Unfortunately, this fat solubility is also the reason for the child’s anaesthesia, as fat-soluble drugs can enter the child’s circulation through the placenta. In general, the same side effects and complications apply to the anaesthesia of pregnant women as to healthy people. Anaesthesia is always a medical procedure and should not be performed without serious reason, especially during pregnancy.

In the special case of anaesthesia for pregnant women, there are other things to consider: Aortocaval compression syndrome is a known complication of late pregnancy. It is caused in about 16%-20% of all pregnant women by adopting the supine position. In this case, the uterus presses on two important large vessels of the body (aorta and vena cava) and can thus trigger severe side effects with shock symptoms.

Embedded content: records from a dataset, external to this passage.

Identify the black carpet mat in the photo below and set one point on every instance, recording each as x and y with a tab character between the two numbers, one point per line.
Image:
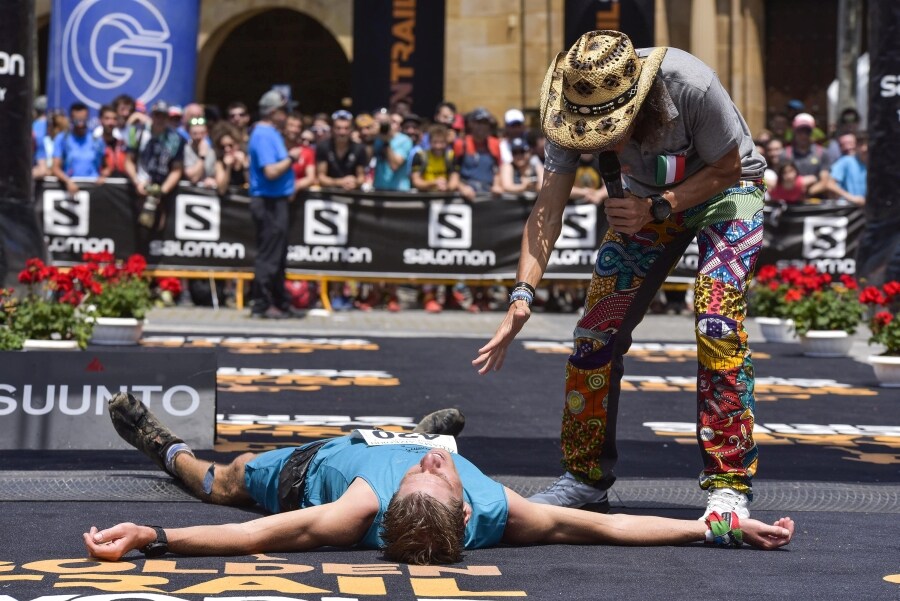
820	420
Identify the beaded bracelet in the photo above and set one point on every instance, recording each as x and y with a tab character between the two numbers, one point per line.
724	530
521	294
526	286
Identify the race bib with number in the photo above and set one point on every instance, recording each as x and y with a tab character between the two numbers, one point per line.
375	438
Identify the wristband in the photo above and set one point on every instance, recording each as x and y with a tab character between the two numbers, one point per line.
724	530
521	294
159	546
524	285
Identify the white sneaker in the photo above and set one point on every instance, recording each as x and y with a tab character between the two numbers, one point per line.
569	492
725	500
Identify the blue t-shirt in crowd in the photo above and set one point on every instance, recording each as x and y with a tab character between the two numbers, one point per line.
850	174
82	156
385	177
266	146
39	130
341	460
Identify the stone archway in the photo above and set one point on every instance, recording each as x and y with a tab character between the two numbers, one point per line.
304	43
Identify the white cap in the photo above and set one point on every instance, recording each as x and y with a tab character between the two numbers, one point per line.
514	116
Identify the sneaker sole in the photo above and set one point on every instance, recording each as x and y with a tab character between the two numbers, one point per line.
139	427
443	421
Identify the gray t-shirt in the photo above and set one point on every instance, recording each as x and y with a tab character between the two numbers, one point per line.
704	125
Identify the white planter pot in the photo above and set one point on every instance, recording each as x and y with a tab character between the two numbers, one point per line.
117	331
50	345
887	370
775	329
826	343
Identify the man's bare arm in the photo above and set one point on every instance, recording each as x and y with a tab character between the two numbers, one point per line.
531	523
342	523
541	231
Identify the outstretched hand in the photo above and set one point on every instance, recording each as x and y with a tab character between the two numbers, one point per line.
113	543
491	355
764	536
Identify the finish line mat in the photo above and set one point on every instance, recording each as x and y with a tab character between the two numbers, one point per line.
821	425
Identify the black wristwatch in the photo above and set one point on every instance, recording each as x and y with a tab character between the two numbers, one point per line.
660	208
158	547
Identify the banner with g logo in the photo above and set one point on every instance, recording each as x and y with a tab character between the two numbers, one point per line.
102	48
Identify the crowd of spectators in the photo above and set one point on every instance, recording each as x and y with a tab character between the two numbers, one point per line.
391	149
806	164
388	149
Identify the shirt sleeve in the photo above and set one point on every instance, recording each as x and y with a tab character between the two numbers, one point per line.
560	160
714	125
418	162
99	153
838	171
271	149
505	152
401	145
58	142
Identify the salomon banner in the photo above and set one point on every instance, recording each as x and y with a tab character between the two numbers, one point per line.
399	54
58	400
381	234
19	236
632	17
102	48
880	250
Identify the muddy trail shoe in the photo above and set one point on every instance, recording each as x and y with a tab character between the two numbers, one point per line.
726	500
140	428
442	421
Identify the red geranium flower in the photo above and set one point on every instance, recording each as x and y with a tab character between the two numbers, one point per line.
767	273
135	265
891	290
849	282
872	296
883	318
100	257
792	296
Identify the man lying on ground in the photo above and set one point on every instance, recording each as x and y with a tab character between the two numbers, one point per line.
420	504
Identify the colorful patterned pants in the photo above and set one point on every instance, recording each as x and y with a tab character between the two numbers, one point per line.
627	275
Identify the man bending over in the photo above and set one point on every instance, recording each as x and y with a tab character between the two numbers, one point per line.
421	505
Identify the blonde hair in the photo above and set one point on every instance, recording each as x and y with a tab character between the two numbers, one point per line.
419	529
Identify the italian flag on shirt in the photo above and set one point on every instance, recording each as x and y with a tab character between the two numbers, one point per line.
669	169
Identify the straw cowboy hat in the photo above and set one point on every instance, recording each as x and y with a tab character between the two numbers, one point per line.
592	93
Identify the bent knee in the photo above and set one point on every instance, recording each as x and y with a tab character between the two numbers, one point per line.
721	341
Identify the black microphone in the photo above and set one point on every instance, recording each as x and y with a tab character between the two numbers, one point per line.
611	171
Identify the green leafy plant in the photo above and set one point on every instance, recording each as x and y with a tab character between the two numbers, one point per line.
816	301
884	325
124	290
49	310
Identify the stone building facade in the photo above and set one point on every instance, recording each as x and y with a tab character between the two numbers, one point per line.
496	50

Some anaesthesiological procedures, such as anaesthesia, favour the occurrence of this syndrome by means of usual positioning. If possible, the woman should therefore be positioned during a surgical procedure in such a way that the probability of spontaneous occurrence of the aortocaval syndrome remains as low as possible. Due to the changes in the abdominal cavity of a pregnant woman, aspiration of stomach contents during anesthesia is also more frequent.

For this reason, pressure on the abdomen during surgery should be avoided if possible and the risk of aspiration should be kept low by intubation. Performing the procedure while the upper body is elevated also reduces the risk. In pregnant women, it is especially important to keep an eye on the blood pressure during the operation, as a sudden drop in blood pressure can damage the fetus. The risk of a spontaneous abortion during anesthesia is another complication during anesthesia. Due to the use of the anesthetics, which are common placenta and thus also reach the fetus, as well as the stress caused by the procedure, a miscarriage of the child during the procedure cannot be excluded.